Publié par Aude le 07 décembre 2006

Le Mendiant échevelé.

Échouant dans mon wagon un vieux bougre puant
Pendant l’heure de pointe pisse sur lui publiquement,
Ralentit l’affluence des parisiens hâtés
Lorsque le liquide chaud menace de les toucher.

Le vide se fait vite le monde est répugné
Mais j’attends une chose qui me fait m’attarder,
Voir dans l’oeil mi-clos et morne de ce vieux
La grâce de la misère que soufflerait un dieu.

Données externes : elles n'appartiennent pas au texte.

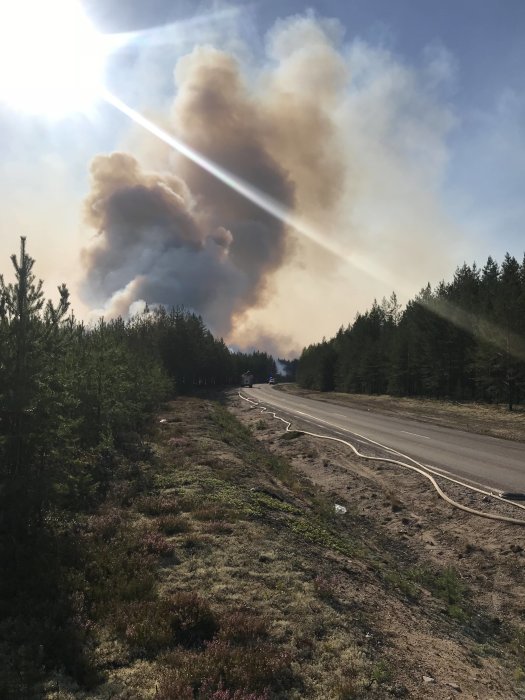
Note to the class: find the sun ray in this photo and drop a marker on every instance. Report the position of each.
(251, 193)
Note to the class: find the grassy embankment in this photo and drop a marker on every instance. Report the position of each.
(485, 419)
(215, 571)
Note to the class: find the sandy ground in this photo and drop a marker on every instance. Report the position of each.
(420, 529)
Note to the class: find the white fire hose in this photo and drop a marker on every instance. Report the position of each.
(416, 466)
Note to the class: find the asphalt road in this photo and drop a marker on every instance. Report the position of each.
(493, 462)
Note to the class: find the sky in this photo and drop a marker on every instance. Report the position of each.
(380, 143)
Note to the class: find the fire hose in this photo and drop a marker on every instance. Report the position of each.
(416, 466)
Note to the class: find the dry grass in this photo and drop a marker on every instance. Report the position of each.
(484, 419)
(231, 578)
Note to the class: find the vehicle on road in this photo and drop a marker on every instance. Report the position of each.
(247, 379)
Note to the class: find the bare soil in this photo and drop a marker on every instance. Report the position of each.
(462, 646)
(485, 419)
(401, 596)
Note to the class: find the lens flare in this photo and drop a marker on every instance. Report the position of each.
(251, 193)
(51, 57)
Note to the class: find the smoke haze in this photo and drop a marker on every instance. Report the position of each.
(342, 135)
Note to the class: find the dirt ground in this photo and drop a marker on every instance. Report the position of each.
(485, 419)
(436, 655)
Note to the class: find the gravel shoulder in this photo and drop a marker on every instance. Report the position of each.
(460, 644)
(483, 419)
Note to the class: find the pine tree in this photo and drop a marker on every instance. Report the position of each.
(34, 394)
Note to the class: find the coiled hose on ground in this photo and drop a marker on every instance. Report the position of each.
(416, 466)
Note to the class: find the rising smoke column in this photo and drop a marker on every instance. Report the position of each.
(348, 137)
(190, 240)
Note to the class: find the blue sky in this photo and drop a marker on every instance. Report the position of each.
(428, 127)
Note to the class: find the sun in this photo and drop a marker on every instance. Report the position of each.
(51, 57)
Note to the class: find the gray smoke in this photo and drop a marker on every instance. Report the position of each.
(189, 239)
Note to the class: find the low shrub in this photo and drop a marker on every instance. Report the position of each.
(254, 669)
(174, 525)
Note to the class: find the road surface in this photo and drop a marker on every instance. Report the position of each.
(493, 462)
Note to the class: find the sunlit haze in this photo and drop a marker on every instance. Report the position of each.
(273, 168)
(51, 57)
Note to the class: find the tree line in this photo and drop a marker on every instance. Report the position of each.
(67, 389)
(462, 340)
(76, 403)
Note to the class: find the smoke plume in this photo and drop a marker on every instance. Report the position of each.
(339, 134)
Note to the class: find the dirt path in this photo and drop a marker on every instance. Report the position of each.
(424, 534)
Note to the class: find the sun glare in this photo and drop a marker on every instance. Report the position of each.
(51, 57)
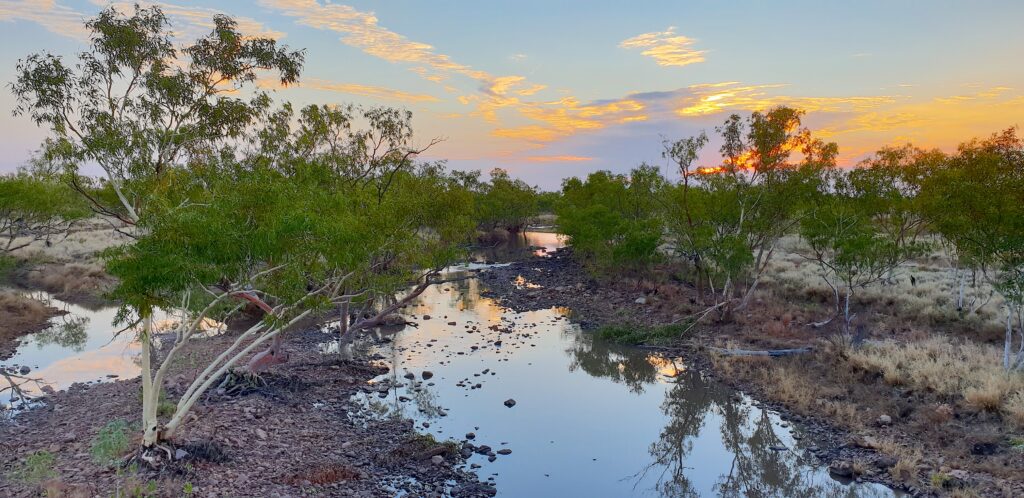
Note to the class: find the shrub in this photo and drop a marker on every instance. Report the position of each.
(111, 443)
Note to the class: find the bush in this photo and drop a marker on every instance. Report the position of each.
(111, 443)
(636, 334)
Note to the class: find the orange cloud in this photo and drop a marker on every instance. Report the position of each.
(368, 90)
(557, 159)
(565, 117)
(55, 18)
(941, 122)
(717, 97)
(666, 47)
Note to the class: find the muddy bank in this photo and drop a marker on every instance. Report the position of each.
(862, 427)
(22, 316)
(292, 437)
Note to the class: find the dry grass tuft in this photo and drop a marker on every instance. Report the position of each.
(85, 283)
(952, 369)
(22, 315)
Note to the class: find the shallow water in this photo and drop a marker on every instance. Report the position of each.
(80, 346)
(590, 418)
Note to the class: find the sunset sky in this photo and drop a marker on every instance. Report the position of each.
(554, 89)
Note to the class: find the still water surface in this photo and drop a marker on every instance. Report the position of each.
(590, 418)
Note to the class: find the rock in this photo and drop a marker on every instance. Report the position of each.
(841, 468)
(886, 461)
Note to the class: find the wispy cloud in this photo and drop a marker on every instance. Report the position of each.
(64, 21)
(192, 22)
(666, 47)
(56, 18)
(557, 159)
(717, 97)
(373, 91)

C’est donc lui la relève de la mendiante rousse
Qui pour l’heure à mes pieds gît tristement et tousse,
Mystérieuse figure, spectre parmi mes songes

A qui je veux donner le seul de mes baisers
Impétueux et grave, farouchement conservé,
Sur sa belle peau salie de la crasse de Paris.

Trackbacks

Les trackbacks sont fermés.

Commentaires

Les commentaires sont fermés.

  1. pup, Jeudi 07/12/06 à 20:27

    Ouaou.
    Ouaou, ouaou !

  2. Aude, Jeudi 07/12/06 à 21:09

    Pup…
    Lorsque vous ne trouvez plus vos mots et que vous ne pouvez plus m’écrire qu’en onomatopées…
    Je ne sais si vous l’entendrez, mais ça me fait tout chose…
    Pshhhhhhhhhhhhhhhhhit…
    (Alors ça, c’est le bruit de l’oeuf que je viens de casser sur mes joues toutes rouges.)